Kazik jednak nie za PiS. Prezes: przykro mi
Muzyk powiedział, że media nadinterpretowały jego słowa. Kiedy dziennikarze przekazali tę wiadomość Jarosławowi Kaczyńskiemu, ten powiedział: - To przykro mi w takim razie.
2011-09-27, 19:10
Podczas konferencji prasowej prezes PiS tłumaczył, że nigdy nie powiedział, iż Kazik Staszewski go popiera. Jego wypowiedź udzieloną w maju „Nowej Trybunie Opolskiej” przywołał podczas konwencji PiS dziękując za przedstawienie w wywiadzie rzetelnej oceny sytuacji w Polsce.
- Dziękuję słynnemu Kazikowi i wiem, że tak myślą miliony Polaków.

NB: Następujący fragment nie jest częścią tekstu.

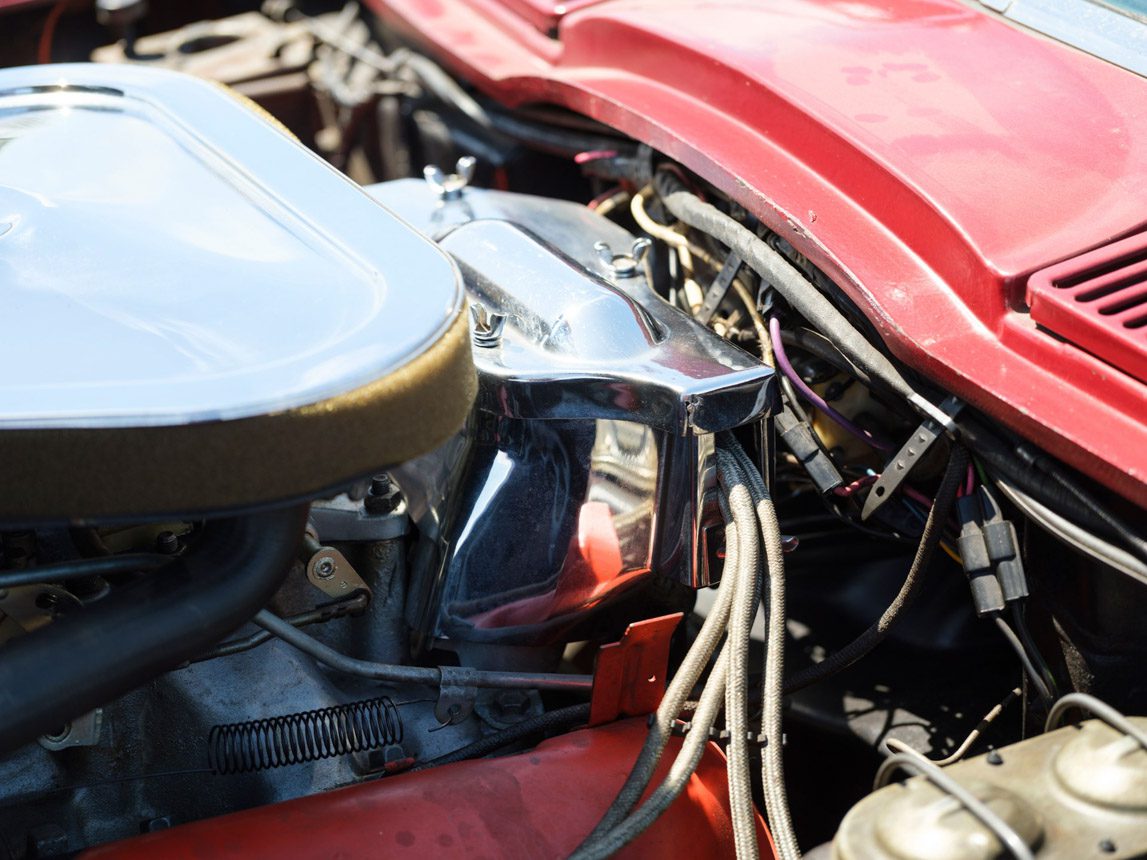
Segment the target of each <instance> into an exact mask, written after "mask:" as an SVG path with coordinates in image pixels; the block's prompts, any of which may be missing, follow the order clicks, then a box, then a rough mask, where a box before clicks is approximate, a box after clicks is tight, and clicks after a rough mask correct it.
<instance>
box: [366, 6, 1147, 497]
mask: <svg viewBox="0 0 1147 860" xmlns="http://www.w3.org/2000/svg"><path fill="white" fill-rule="evenodd" d="M368 1H369V3H370V5H372V6H373V7H374V8H375V10H377V11H379V13H380V14H381V15H383V16H384V18H385V19H388V21H389V22H390V23H391V24H393V25H396V26H397V28H399V29H400V30H404V31H405V32H407V33H408V34H411V36H412V37H414V38H415V39H418V40H419V41H421V42H422V44H423V45H426V46H428V48H429V49H430V50H431V52H432V53H434V54H435V55H436V56H437V57H438V58H439V60H440V61H442V62H444V63H446V64H447V65H450V67H451V68H453V69H454V70H455V71H457V72H459V73H460V75H462V76H463V77H466V78H468V79H469V80H471V81H473V83H475V84H476V85H477V86H479V87H481V88H483V89H484V91H485V92H487V93H489V94H490V95H492V96H494V97H497V99H499V100H500V101H504V102H506V103H507V104H523V103H530V102H544V103H552V104H561V105H564V107H568V108H571V109H573V110H577V111H580V112H583V114H586V115H588V116H591V117H594V118H596V119H600V120H602V122H604V123H608V124H609V125H612V126H615V127H617V128H619V130H621V131H623V132H625V133H627V134H630V135H632V136H634V138H637V139H639V140H643V141H646V142H648V143H650V144H651V146H654V147H656V148H657V149H660V150H662V151H664V153H666V154H668V155H670V156H673V157H676V158H678V159H680V161H681V162H682V163H685V164H686V165H688V166H689V167H692V169H693V170H695V171H697V172H699V173H700V174H702V175H704V177H705V178H707V179H709V180H710V181H712V182H715V183H716V185H717V186H719V187H721V188H723V189H725V190H726V191H727V193H729V194H731V195H732V196H733V197H735V198H736V200H738V201H739V202H741V203H742V204H744V205H746V206H748V208H749V209H750V210H752V211H754V212H755V213H757V214H758V216H760V217H762V218H763V219H764V220H765V221H766V222H768V224H770V226H772V227H773V228H774V229H777V230H779V232H781V233H782V234H783V235H787V236H788V237H790V239H791V241H793V242H794V244H795V245H797V248H798V249H799V250H802V251H804V252H805V253H806V255H807V256H809V257H810V258H811V259H813V261H816V263H817V264H818V265H820V266H821V267H822V268H825V269H827V271H828V272H829V273H830V274H832V275H834V276H835V277H836V279H837V280H838V281H840V282H841V284H842V286H843V287H844V288H845V289H846V290H848V291H849V292H850V295H851V296H852V297H853V299H855V300H856V302H857V303H858V304H859V305H860V307H861V308H864V310H865V311H866V313H868V315H869V316H871V318H872V320H873V321H874V323H875V325H876V326H877V327H879V328H880V330H881V333H882V334H883V336H884V337H885V339H887V342H888V344H889V346H890V349H892V350H894V351H895V352H896V353H897V354H898V355H899V357H900V358H902V359H903V360H904V361H906V362H907V363H910V365H911V366H913V367H915V368H916V369H919V370H920V372H922V373H924V374H927V375H928V376H930V377H931V378H933V380H935V381H936V382H937V383H939V384H941V385H943V386H944V388H946V389H950V390H953V391H955V392H957V393H959V394H960V396H961V397H963V398H965V399H967V400H969V401H970V402H973V404H975V405H976V406H978V407H980V408H983V409H984V411H986V412H989V413H990V414H993V415H996V416H997V417H999V419H1000V420H1001V421H1004V422H1006V423H1007V424H1009V425H1012V427H1013V428H1015V429H1016V430H1019V431H1020V432H1022V433H1024V435H1025V436H1028V437H1029V438H1031V439H1033V440H1036V441H1037V443H1039V444H1040V445H1043V446H1044V447H1045V448H1047V449H1048V451H1051V452H1052V453H1054V454H1055V455H1058V456H1060V458H1062V459H1064V460H1067V461H1068V462H1070V463H1072V464H1075V466H1076V467H1078V468H1080V469H1083V470H1084V471H1087V472H1090V474H1091V475H1093V476H1095V477H1097V478H1099V479H1100V480H1102V482H1105V483H1106V484H1108V485H1109V486H1111V487H1114V488H1115V490H1117V491H1119V492H1122V493H1123V494H1124V495H1126V497H1129V498H1131V499H1133V500H1136V501H1138V502H1139V503H1147V484H1145V482H1147V386H1145V385H1144V384H1142V383H1141V382H1139V381H1137V380H1136V378H1133V377H1132V376H1130V375H1129V374H1125V373H1123V372H1121V370H1118V369H1116V368H1114V367H1113V366H1110V365H1107V363H1105V362H1103V361H1101V360H1099V359H1097V358H1094V357H1093V355H1091V354H1090V353H1087V352H1085V351H1084V350H1082V349H1079V347H1076V346H1074V345H1071V344H1067V343H1063V342H1061V341H1059V339H1056V338H1054V337H1052V336H1051V335H1048V334H1047V333H1045V331H1041V330H1039V329H1038V328H1037V327H1036V326H1035V323H1033V322H1032V321H1031V319H1030V318H1029V316H1028V314H1027V308H1025V307H1024V306H1023V304H1022V303H1023V297H1024V284H1025V281H1027V276H1028V275H1029V274H1030V273H1031V272H1033V271H1036V269H1039V268H1041V267H1044V266H1047V265H1050V264H1052V263H1055V261H1059V260H1061V259H1064V258H1068V257H1071V256H1074V255H1077V253H1079V252H1082V251H1085V250H1089V249H1091V248H1094V247H1098V245H1101V244H1103V243H1107V242H1109V241H1111V240H1113V239H1116V237H1119V236H1125V235H1128V234H1130V233H1134V232H1138V230H1140V229H1142V228H1144V226H1145V224H1147V80H1145V79H1142V78H1140V77H1138V76H1136V75H1132V73H1130V72H1126V71H1123V70H1121V69H1117V68H1115V67H1113V65H1109V64H1107V63H1105V62H1102V61H1100V60H1097V58H1094V57H1091V56H1087V55H1085V54H1082V53H1079V52H1077V50H1075V49H1072V48H1069V47H1067V46H1063V45H1060V44H1058V42H1053V41H1051V40H1047V39H1044V38H1043V37H1039V36H1036V34H1032V33H1029V32H1025V31H1023V30H1020V29H1016V28H1014V26H1013V25H1011V24H1008V23H1006V22H1002V21H1000V19H998V18H996V17H992V16H991V15H990V14H989V13H985V11H981V10H977V9H974V8H970V7H968V6H966V5H963V3H961V2H958V1H957V0H884V1H883V2H877V1H875V0H785V2H771V3H766V2H760V0H742V1H741V2H735V1H734V0H715V1H711V2H697V1H696V0H604V1H601V0H599V1H598V2H593V1H592V0H591V1H590V2H580V3H576V5H575V6H570V7H569V8H568V9H567V8H565V7H563V6H562V5H561V3H554V2H545V0H506V2H498V1H497V0H368ZM547 30H548V31H549V32H551V33H552V34H555V36H556V38H548V37H547V36H546V34H545V32H546V31H547Z"/></svg>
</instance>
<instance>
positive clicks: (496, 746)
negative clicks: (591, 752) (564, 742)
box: [412, 702, 590, 771]
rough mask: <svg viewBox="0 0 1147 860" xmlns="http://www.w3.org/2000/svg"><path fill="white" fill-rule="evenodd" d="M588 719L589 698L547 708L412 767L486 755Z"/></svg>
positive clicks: (426, 768) (426, 767) (458, 759)
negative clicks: (511, 745) (537, 715)
mask: <svg viewBox="0 0 1147 860" xmlns="http://www.w3.org/2000/svg"><path fill="white" fill-rule="evenodd" d="M588 720H590V703H588V702H586V703H585V704H579V705H569V706H568V707H559V709H557V710H556V711H546V712H545V713H540V714H538V716H537V717H528V718H526V719H524V720H522V721H521V722H515V724H514V725H513V726H508V727H507V728H504V729H501V730H500V732H494V733H493V734H491V735H486V736H485V737H479V738H478V740H477V741H475V742H474V743H471V744H468V745H466V746H462V748H461V749H458V750H454V751H453V752H447V753H446V755H445V756H439V757H438V758H436V759H432V760H430V761H426V763H423V764H421V765H419V766H418V767H414V768H412V769H413V771H427V769H429V768H431V767H442V766H443V765H452V764H454V763H455V761H467V760H469V759H471V758H482V757H483V756H489V755H491V753H493V752H498V750H502V749H506V748H507V746H509V745H510V744H512V743H517V742H518V741H524V740H526V738H529V737H537V736H538V735H544V734H547V733H549V732H565V730H569V729H570V728H572V727H573V726H580V725H583V724H585V722H587V721H588Z"/></svg>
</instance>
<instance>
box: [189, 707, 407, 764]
mask: <svg viewBox="0 0 1147 860" xmlns="http://www.w3.org/2000/svg"><path fill="white" fill-rule="evenodd" d="M401 740H403V724H401V720H400V719H399V717H398V707H396V706H395V703H393V702H392V701H391V699H389V698H388V697H385V696H380V697H379V698H369V699H366V701H362V702H352V703H350V704H346V705H336V706H334V707H321V709H319V710H315V711H304V712H302V713H289V714H284V716H282V717H271V718H267V719H263V720H250V721H248V722H232V724H228V725H225V726H214V727H213V728H212V729H211V732H210V733H209V734H208V764H209V766H210V767H211V769H212V771H213V772H214V773H217V774H233V773H250V772H252V771H266V769H268V768H272V767H284V766H287V765H297V764H302V763H303V761H318V760H319V759H325V758H333V757H335V756H346V755H349V753H351V752H365V751H367V750H377V749H382V748H384V746H389V745H390V744H395V743H401Z"/></svg>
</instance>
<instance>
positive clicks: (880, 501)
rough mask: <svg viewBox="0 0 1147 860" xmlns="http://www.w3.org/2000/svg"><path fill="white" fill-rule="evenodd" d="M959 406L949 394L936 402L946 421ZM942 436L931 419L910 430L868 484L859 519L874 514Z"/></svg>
mask: <svg viewBox="0 0 1147 860" xmlns="http://www.w3.org/2000/svg"><path fill="white" fill-rule="evenodd" d="M962 408H963V401H962V400H960V399H959V398H957V397H950V398H947V399H946V400H944V402H942V404H941V405H939V409H941V412H942V414H943V415H945V416H946V417H947V419H949V421H951V419H952V417H953V416H954V415H957V414H958V413H959V412H960V409H962ZM943 435H944V427H943V425H942V424H941V422H938V421H935V420H933V419H930V417H929V419H924V420H923V421H922V422H921V423H920V427H918V428H916V429H915V430H913V431H912V436H910V437H908V440H907V441H906V443H904V447H902V448H900V449H899V451H897V452H896V456H894V458H892V459H891V460H889V461H888V464H887V466H885V467H884V471H883V474H882V475H881V476H880V478H877V479H876V483H875V484H873V485H872V490H869V491H868V497H867V498H866V499H865V501H864V508H863V509H861V510H860V518H861V519H867V518H868V517H871V516H872V515H873V514H875V513H876V511H877V510H879V509H880V507H881V506H882V505H883V503H884V502H887V501H888V500H889V499H891V498H892V495H894V494H895V493H896V491H897V490H899V488H900V484H903V483H904V482H905V480H906V479H907V477H908V475H910V474H912V469H913V468H915V464H916V463H919V462H920V460H921V459H922V458H923V455H924V454H927V453H928V452H929V451H930V449H931V446H933V445H934V444H935V443H936V440H937V439H938V438H939V437H942V436H943Z"/></svg>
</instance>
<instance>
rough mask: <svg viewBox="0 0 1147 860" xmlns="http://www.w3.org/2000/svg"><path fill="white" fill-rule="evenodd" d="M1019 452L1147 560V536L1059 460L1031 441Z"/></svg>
mask: <svg viewBox="0 0 1147 860" xmlns="http://www.w3.org/2000/svg"><path fill="white" fill-rule="evenodd" d="M1015 449H1016V453H1017V454H1019V455H1020V458H1021V459H1022V460H1023V462H1024V463H1027V464H1029V466H1033V467H1035V468H1037V469H1039V470H1040V471H1043V472H1045V474H1046V475H1048V476H1050V477H1051V478H1052V480H1053V482H1054V483H1055V484H1056V485H1058V486H1060V487H1061V488H1063V490H1064V491H1067V492H1068V493H1069V494H1070V495H1072V497H1075V498H1076V499H1077V500H1078V501H1079V503H1080V505H1083V506H1084V507H1085V508H1086V509H1089V510H1091V511H1092V513H1093V514H1094V515H1095V516H1097V517H1098V518H1099V519H1101V521H1102V522H1103V524H1105V525H1106V526H1107V527H1108V529H1109V533H1110V534H1111V537H1114V538H1116V539H1117V540H1118V541H1119V542H1121V544H1123V545H1124V546H1125V547H1126V548H1128V549H1129V550H1130V552H1131V553H1132V554H1133V555H1134V556H1136V557H1137V558H1139V560H1140V561H1147V539H1144V537H1142V535H1140V534H1137V533H1136V532H1134V530H1133V529H1131V526H1129V525H1128V524H1126V523H1124V522H1123V519H1121V518H1119V517H1117V516H1116V515H1115V514H1113V513H1111V511H1109V510H1108V509H1107V508H1105V507H1103V506H1102V505H1101V503H1100V502H1099V500H1098V499H1095V497H1094V495H1092V494H1091V493H1090V492H1087V491H1086V490H1085V488H1084V487H1083V486H1080V485H1079V484H1078V483H1077V482H1076V480H1075V479H1074V478H1072V477H1071V476H1070V475H1069V474H1068V471H1067V470H1066V469H1064V468H1063V467H1062V466H1060V464H1059V463H1058V462H1055V461H1054V460H1052V459H1051V458H1048V456H1046V455H1045V454H1043V453H1041V452H1039V451H1036V449H1033V448H1032V447H1031V446H1030V445H1028V444H1027V443H1020V444H1019V445H1016V448H1015Z"/></svg>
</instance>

Polacy zasługują na więcej – mówił wtedy.
Lider grupy "Kult", gdy dotarły do niego słowa prezesa PiS sprostował swoją wypowiedź.
- Kilka dni temu dowiedziałem się, że jego brat (Jarosław Kaczyński) powołując się na ten wywiad mówi, iż popieram rządy PiS i za to poparcie mi dziękuje. Myślę, że to spora nadinterpretacja pana prezesa - pisze na swojej stronie internetowej muzyk.
REKLAMA
Kazik oświadczył, że nie popiera żadnego rządu i na wybory się nie wybiera, a całą sytuację nazwał „polityczną ruchawką”.